Dr Philippe Bernhard Schmid: "Brokerage & Materiality: The Scottish Enlightenment and the New Materialisms"

Event date: 
Wednesday 3 May
Time: 
13:00
Dr Philippe Bernhard Schmid

An IASH Work-in-Progress seminar, delivered by Dr Philippe Bernhard Schmid (Centre for Research Collections Fellow 2023; University of St Andrews)

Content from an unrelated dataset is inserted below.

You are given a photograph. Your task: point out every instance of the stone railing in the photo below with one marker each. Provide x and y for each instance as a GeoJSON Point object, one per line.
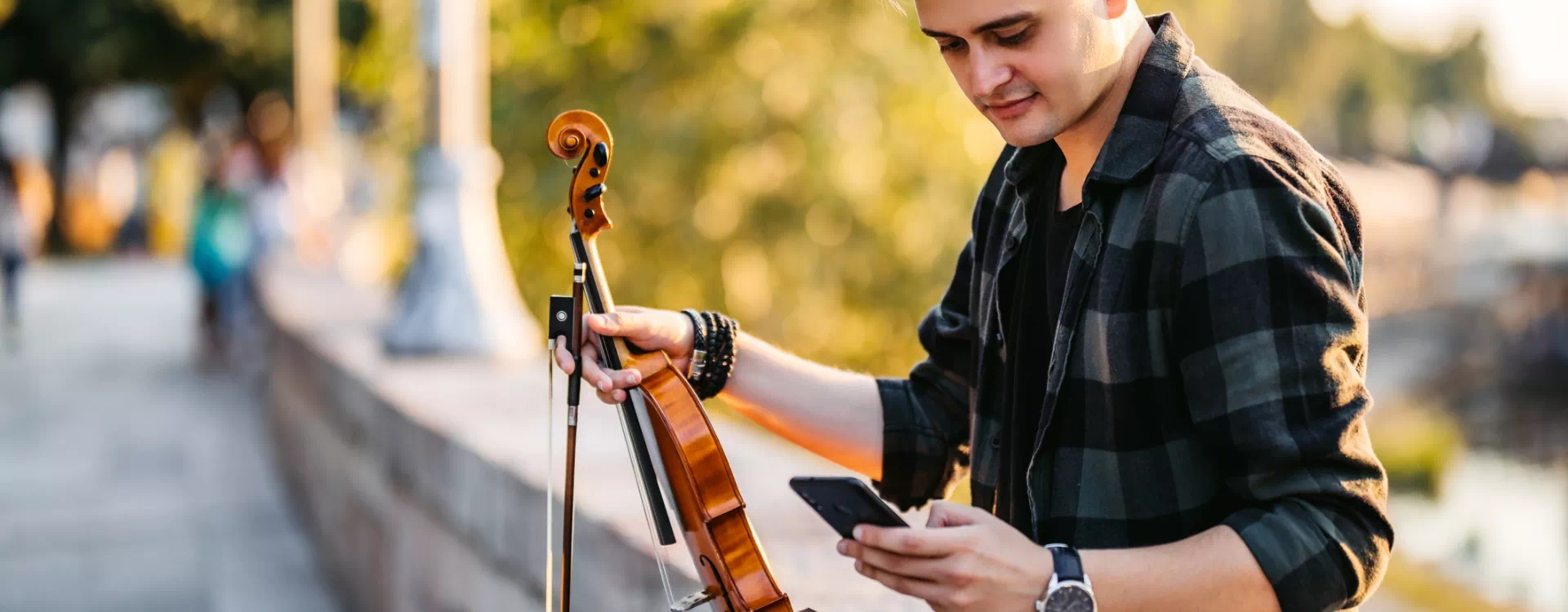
{"type": "Point", "coordinates": [424, 477]}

Brokerage & Materiality: The Scottish Enlightenment and the New Materialisms

Knowledge brokers in the Scottish Enlightenment, often working on the periphery of major urban centres, help us to see the necessity of material culture to maintain fragile networks of information exchange. Since the work of Jeremy Boissevain, anthropologists have acknowledged the essential role of resources for processes of cultural brokerage. This relationship has become more explicit in Actor-network theory (ANT), Bruno Latour’s reflections on intermediaries and mediators and new work gathered under the umbrella term of the New Materialisms. Inspired by the work of Donna Haraway, Karen Barad, Jane Bennett and others, these new perspectives share a view which gives primacy to material things and their mutual relations in collective structures or assemblages, while attributing agency both to human and non-human actors. Focusing on the surviving manuscript papers of the Scottish mathematician Colin Campbell of Achnaba (1644–1726), who was a minister of the Church of Scotland, my paper approaches knowledge brokers through their material resources. How could a minister in the Highlands – ‘a corner of the world where you have neither books nor company’ as one of his friends phrased it – become an intellectual mediator in the first place? By looking at this material archive of papers, which grew into a sizeable collection over the course of more than fifty years, I will explore the role of manuscripts not just as resources for humans but as brokers in their own right. Through the turbulent times following the Glorious Revolution in 1688, both Campbell and his archive endured as relics of the past, inspiring creative connections in scientific networks.